Hierbei handelte es sich um 5 Flurstücke am Münsterlandplatz, auf denen sich damals eine Kleingartenanlage befand. 4 Flurstücke mit ca. 3.900 m2 gingen in das Eigentum der Kirche über, ein weiteres Flurstück mit ca. 1.000 m2 wurde an die Kirche verpachtet.

Beim Freiräumen des Gartenlandes wurden auch Soldaten der NVA eingesetzt. Die Kleingärtner erhielten eine finanzielle Entschädigung und bei Interesse Ersatzland in Neuenhagen bei Berlin.


Der Bau wurde 1977/1978 nach den Plänen des Architektenteams von Erhardt Gißke und unter Leitung des Suhler Bauleiters Günter Hirsch errichtet. [2]


Januar 1978: Beginn des Hochbaus



Januar 1978: Sicht von der zukünftigen Hofseite, im Vordergrund das bereits errichtete Trafohaus.

Das Trafohaus diente später zur eigenen Stromversorgung, insbesondere für die leistungsstarke elektrische Fußbodenheizung.



Anfang 1978: Baustellenbesichtigung mit Stammapostel Streckeisen, rechts Bezirksapostel Pusch

Der damals größte Verhandlungserfolg zwischen der neuapostolischen Kirchenleitung und der DDR war die „freiwillige“ Abgabe des Kirchenlokals in der Normannenstraße und der dafür errichtete Kirchenneubau in der Münsterlandstraße 50, mit rund 1.200 Plätzen in weitaus komfortableren Ausmaßen. Maßgeblich beteiligt beim Bau war das Wachregiment Felix Dzierzynski.
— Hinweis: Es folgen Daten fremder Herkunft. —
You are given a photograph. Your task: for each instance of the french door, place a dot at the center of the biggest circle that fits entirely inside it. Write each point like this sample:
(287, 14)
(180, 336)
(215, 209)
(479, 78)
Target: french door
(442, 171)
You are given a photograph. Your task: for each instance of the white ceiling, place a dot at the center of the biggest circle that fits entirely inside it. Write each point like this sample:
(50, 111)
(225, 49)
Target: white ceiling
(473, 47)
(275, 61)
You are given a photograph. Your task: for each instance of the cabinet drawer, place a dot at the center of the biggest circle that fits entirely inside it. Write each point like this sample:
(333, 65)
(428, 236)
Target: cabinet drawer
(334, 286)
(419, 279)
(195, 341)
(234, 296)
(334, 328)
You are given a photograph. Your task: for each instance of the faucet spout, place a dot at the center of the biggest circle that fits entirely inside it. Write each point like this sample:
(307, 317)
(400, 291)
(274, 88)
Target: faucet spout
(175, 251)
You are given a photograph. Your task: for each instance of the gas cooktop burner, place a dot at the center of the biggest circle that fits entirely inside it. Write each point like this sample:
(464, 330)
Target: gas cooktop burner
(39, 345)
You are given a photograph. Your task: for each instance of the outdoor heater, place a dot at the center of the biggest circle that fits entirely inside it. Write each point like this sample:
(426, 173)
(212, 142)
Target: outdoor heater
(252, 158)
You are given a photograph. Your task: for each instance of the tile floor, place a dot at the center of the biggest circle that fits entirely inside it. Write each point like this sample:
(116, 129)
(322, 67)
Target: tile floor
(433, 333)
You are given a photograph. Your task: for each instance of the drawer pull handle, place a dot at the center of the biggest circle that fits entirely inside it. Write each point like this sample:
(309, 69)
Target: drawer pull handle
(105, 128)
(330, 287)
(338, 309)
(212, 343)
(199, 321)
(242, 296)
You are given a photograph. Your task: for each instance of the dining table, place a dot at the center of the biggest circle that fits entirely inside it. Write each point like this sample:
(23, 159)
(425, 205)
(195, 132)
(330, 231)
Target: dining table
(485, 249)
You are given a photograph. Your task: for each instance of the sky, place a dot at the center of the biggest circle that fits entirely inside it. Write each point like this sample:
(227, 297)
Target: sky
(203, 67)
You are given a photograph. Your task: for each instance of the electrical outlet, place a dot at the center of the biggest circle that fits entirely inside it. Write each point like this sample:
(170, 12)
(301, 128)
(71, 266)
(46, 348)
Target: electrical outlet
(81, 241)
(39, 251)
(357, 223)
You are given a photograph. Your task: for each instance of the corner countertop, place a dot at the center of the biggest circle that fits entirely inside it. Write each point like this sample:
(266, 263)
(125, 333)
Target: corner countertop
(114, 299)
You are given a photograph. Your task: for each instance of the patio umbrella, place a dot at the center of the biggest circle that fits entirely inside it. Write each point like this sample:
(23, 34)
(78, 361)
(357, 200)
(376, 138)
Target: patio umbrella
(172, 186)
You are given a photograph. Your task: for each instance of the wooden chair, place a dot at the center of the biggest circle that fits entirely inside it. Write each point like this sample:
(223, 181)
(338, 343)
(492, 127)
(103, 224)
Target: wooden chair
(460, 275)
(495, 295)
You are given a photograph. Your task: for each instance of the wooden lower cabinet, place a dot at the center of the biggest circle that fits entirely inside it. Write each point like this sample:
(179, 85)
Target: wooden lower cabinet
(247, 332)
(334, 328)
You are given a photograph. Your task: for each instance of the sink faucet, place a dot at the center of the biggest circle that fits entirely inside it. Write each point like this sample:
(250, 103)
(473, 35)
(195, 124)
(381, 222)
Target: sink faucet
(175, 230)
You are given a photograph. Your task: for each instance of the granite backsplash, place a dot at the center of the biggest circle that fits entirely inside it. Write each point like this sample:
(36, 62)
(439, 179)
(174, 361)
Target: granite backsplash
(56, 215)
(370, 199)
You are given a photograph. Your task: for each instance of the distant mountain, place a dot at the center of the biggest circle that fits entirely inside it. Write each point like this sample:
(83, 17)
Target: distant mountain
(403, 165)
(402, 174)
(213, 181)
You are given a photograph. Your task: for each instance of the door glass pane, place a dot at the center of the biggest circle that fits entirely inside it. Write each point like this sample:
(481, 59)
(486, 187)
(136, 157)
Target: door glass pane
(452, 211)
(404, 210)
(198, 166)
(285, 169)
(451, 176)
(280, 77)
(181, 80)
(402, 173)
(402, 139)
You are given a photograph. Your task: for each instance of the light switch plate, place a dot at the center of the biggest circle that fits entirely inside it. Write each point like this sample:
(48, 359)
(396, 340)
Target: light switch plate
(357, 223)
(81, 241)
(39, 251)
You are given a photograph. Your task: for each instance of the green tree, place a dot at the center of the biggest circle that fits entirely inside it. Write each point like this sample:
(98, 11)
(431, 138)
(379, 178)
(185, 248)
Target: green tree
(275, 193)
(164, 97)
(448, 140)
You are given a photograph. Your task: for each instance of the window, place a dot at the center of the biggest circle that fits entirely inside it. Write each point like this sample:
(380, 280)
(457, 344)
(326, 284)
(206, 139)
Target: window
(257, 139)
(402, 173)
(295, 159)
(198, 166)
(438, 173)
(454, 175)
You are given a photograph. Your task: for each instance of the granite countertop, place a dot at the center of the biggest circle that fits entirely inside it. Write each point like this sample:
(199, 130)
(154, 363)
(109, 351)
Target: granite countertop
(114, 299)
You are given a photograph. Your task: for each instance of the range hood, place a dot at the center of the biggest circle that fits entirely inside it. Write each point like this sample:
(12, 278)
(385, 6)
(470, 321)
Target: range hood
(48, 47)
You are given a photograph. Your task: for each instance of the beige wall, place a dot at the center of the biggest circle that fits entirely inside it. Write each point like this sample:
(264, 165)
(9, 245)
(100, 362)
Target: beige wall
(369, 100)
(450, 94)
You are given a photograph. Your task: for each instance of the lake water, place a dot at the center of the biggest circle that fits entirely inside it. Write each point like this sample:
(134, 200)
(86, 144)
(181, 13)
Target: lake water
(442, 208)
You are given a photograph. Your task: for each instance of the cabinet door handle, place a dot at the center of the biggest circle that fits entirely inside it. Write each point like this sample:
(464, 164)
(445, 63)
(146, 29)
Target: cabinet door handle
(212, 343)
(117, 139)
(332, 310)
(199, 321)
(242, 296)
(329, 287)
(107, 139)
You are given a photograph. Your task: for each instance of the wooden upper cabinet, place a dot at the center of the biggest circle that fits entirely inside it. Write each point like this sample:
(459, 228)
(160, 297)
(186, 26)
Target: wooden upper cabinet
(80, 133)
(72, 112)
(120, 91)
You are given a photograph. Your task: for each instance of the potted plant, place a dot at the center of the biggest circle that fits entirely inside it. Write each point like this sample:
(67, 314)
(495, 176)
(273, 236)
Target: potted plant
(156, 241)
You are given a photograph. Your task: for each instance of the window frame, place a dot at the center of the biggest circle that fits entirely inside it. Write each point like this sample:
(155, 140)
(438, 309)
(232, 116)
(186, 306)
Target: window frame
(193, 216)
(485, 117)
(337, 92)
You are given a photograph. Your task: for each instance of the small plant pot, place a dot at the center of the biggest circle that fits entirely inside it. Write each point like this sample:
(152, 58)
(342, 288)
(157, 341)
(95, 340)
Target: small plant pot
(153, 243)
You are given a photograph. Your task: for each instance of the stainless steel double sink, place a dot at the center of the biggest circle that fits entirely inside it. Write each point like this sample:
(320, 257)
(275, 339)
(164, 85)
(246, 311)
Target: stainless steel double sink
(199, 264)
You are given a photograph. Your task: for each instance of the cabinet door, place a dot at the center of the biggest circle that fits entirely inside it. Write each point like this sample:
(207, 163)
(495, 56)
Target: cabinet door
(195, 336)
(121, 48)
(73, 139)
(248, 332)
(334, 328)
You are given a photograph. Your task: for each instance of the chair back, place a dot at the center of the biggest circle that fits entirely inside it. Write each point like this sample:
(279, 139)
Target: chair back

Es war eine schwere Geburt, bis die ersten Bauarbeiter anrücken konnten und Projektbegleiter könnten sicher ein Buch schreiben, wie auch dicke Akten bei der BStU belegen.

Wie man einem Brief von Bezirksapostel Pusch an den Stammapostel vom 27. November 1978 entnehmen kann, machte die DDR-Staatsführung nachhaltig geltend, dass der Kirche im Vergleich zur alten Bausubstanz ein Wertzuwachs von rund 8 Mio. Mark zuflösse.


Deinem Rat zufolge, habe ich entgegenkommender Weise verhandelt und auf der anderen Seite sehr verständnisvolle Partner gefunden. Ohne jede einzelnen Posten gegeneinander aufzurechnen, wurde vereinbart, dass die Neuapostolische Kirche Berlin nach Abschluss aller Bauarbeiten die Summe von 2 Mio. Mark bezahlt und dafür ein völlig neu erstelltes und völlig neuausgestattetes Objekt erhält. Ich bin sehr froh darüber, dass nicht ins Detail gegangen wurde, denn bei den einzelnen Punkten hätte es sicherlich Meinungsverschiedenheiten gegeben,…  [3]


28. Januar 1979: Feierlicher Einweihungsgottesdienst mit Bezirksapostel Pusch


Keinesfalls wurde die Kirche schlüsselfertig übergeben, wie die Chroniknotizen aufzeigen: Da zum Zeitpunkt des Advents- und Weihnachtslieder-Schulchorsingens am 18. Dezember 1978 der Innenausbau noch lange nicht abgeschlossen war, ergab sich die Notwendigkeit zu umfangreichen Reinigungsarbeiten, die von einer Vielzahl von Gemeindemitgliedern größtenteils an den Wochenenden durchgeführt wurden. Für den Gemeindevorsteher und etlichen enge Mitarbeiter erstreckten sich die Arbeiten bis in die Nächte hinein. [3]



April 1979: Besichtigung durch Stammapostel Urwyler (links) und Bezirksapostel Pusch (rechts), hier im Außenbereich.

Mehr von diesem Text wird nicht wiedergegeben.